The least edifying line that Rowse follows is the reducing of Swift’s motives to blind self-interest and petty resentments. If Swift pleaded for measures to help the Church of Ireland, Rowse says the reason is merely that he was a clergyman (even though Swift’s proposals differed from those of many other clergymen). If Swift found fault with Dryden, the reason—says Rowse—is that Dryden had once found fault with Swift’s poems. It does not occur to Rowse that Swift’s desire to support religion might have drawn him into the priesthood to begin with; nor does Rowse realize that the story on which he founds his view of Swift’s dislike for Dryden is apocryphal.
This impulse to discover the lowest common motive drives Rowse so hard that he sometimes misreads perfectly clear evidence. For example, Swift once picked a quarrel with Lord Palmerston, a nephew of his old patron, Sir William Temple.
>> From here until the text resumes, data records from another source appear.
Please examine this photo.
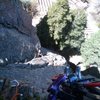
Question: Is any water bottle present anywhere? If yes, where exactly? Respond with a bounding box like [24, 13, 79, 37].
[65, 66, 71, 76]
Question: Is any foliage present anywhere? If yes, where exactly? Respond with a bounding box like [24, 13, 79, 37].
[48, 0, 86, 50]
[37, 0, 86, 54]
[81, 31, 100, 65]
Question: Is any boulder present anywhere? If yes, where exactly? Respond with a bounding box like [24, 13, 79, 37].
[0, 0, 41, 65]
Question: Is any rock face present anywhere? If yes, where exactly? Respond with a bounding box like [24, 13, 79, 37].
[0, 0, 41, 65]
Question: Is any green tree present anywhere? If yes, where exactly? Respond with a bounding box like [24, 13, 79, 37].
[81, 31, 100, 66]
[47, 0, 86, 50]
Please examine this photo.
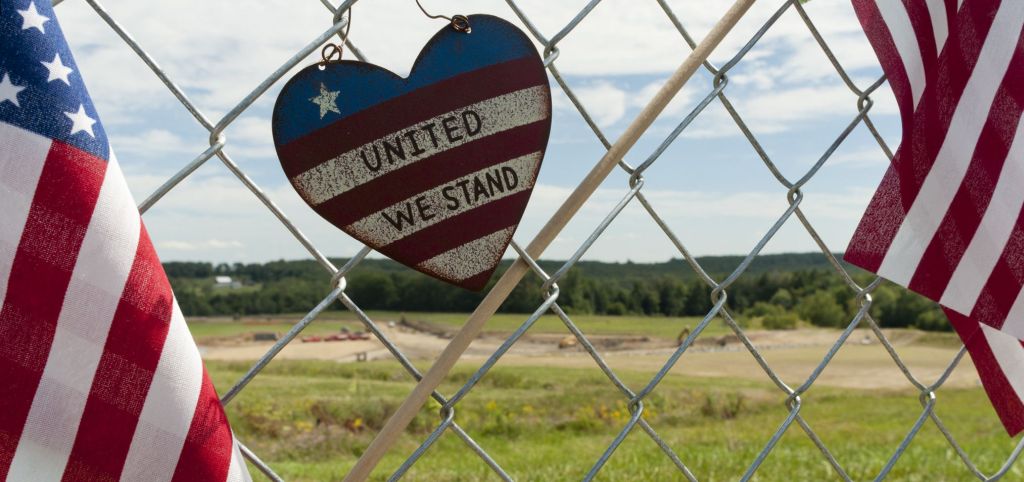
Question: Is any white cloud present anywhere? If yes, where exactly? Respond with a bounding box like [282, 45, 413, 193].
[157, 239, 245, 251]
[569, 81, 628, 127]
[51, 0, 895, 261]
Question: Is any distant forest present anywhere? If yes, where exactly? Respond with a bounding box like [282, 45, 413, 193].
[164, 253, 949, 331]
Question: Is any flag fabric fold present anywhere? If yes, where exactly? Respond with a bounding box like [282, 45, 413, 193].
[0, 0, 249, 481]
[844, 0, 1024, 435]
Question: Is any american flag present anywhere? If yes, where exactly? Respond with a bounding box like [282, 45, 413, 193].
[845, 0, 1024, 435]
[0, 0, 249, 480]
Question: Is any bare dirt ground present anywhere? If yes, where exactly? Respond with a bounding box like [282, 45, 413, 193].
[201, 325, 979, 389]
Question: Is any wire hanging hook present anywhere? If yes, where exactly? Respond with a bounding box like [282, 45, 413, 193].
[319, 7, 352, 70]
[416, 0, 473, 34]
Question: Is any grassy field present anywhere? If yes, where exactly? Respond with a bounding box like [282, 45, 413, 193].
[214, 360, 1024, 481]
[188, 311, 728, 343]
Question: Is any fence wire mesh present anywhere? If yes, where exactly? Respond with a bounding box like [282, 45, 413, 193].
[54, 0, 1024, 481]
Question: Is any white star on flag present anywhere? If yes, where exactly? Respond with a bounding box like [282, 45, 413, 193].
[40, 53, 75, 85]
[0, 74, 25, 107]
[17, 2, 50, 34]
[65, 104, 96, 137]
[309, 82, 341, 119]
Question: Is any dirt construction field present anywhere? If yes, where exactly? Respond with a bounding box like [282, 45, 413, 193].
[193, 323, 979, 390]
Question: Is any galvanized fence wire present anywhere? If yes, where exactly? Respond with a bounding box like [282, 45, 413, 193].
[54, 0, 1024, 481]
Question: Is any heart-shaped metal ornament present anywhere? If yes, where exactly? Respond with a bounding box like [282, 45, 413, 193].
[273, 15, 551, 290]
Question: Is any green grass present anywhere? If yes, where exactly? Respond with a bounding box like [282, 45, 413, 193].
[188, 311, 731, 343]
[208, 360, 1024, 481]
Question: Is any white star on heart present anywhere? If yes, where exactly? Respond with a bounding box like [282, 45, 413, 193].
[309, 82, 341, 119]
[65, 104, 96, 138]
[17, 2, 50, 34]
[40, 53, 75, 85]
[0, 74, 25, 107]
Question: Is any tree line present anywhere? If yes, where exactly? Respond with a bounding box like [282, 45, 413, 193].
[164, 254, 949, 331]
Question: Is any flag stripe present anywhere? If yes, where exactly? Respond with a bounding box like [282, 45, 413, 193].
[0, 141, 106, 478]
[226, 439, 252, 482]
[378, 191, 529, 266]
[981, 324, 1024, 417]
[65, 227, 173, 480]
[999, 278, 1024, 340]
[853, 0, 914, 126]
[971, 214, 1024, 333]
[864, 2, 1024, 278]
[844, 2, 993, 274]
[419, 226, 515, 281]
[926, 0, 949, 52]
[278, 57, 548, 178]
[315, 118, 549, 226]
[944, 309, 1024, 436]
[346, 151, 543, 245]
[908, 61, 1024, 302]
[292, 87, 551, 205]
[8, 159, 139, 480]
[121, 303, 203, 482]
[0, 122, 52, 307]
[876, 1, 925, 105]
[939, 116, 1024, 314]
[171, 370, 233, 482]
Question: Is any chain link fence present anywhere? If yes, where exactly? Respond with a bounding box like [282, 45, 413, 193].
[54, 0, 1024, 481]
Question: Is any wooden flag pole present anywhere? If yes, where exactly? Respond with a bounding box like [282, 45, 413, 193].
[344, 0, 755, 482]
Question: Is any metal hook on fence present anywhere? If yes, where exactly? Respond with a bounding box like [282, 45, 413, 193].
[416, 0, 473, 34]
[318, 7, 352, 70]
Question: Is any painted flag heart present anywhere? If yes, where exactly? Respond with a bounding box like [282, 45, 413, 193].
[272, 15, 551, 290]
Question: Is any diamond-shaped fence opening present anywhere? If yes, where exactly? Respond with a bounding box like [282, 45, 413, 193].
[54, 0, 1024, 480]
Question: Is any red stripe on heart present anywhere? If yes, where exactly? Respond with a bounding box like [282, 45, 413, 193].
[313, 120, 549, 227]
[278, 57, 548, 178]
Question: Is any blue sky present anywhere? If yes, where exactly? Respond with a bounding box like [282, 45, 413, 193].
[51, 0, 899, 262]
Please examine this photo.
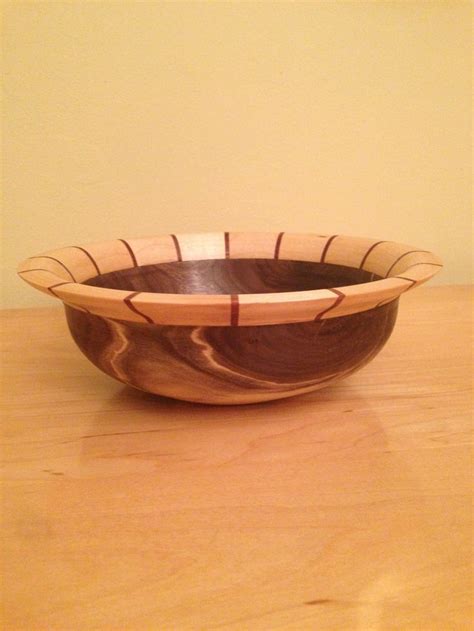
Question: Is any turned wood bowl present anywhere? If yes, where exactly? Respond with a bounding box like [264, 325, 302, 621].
[18, 232, 442, 404]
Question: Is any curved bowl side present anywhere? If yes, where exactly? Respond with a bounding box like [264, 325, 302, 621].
[65, 300, 398, 405]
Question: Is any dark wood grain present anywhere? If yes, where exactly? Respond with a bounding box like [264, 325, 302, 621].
[65, 300, 398, 404]
[86, 259, 379, 294]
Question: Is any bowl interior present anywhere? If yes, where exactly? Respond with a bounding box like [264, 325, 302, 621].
[85, 259, 380, 294]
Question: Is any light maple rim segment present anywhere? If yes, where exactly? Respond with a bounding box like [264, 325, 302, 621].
[18, 232, 442, 326]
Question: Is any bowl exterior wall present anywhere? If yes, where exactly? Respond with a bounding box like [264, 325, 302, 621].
[65, 300, 398, 405]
The true reason was that Palmerston had earlier dismissed a protégé of Swift’s. Even though the exchange of letters brings out the circumstances explicitly, Rowse prefers to ignore them, and blames Swift’s anger on an “old complex” traceable to his difficult relations with Temple.
A book so misleading as this one can still charm readers if the author designs it with care, and writes with grace and wit. Rowse has shown that he can meet these standards when he takes pains. But his new volume carries all the marks of hasty composition. It is disjointed in shape, meandering in argument, filled out with long quotations, written in a breathless, often cumbersome style which confuses one by the sudden shifts in point of view, the vague reference of the pronouns, and the clumsiness of the syntax.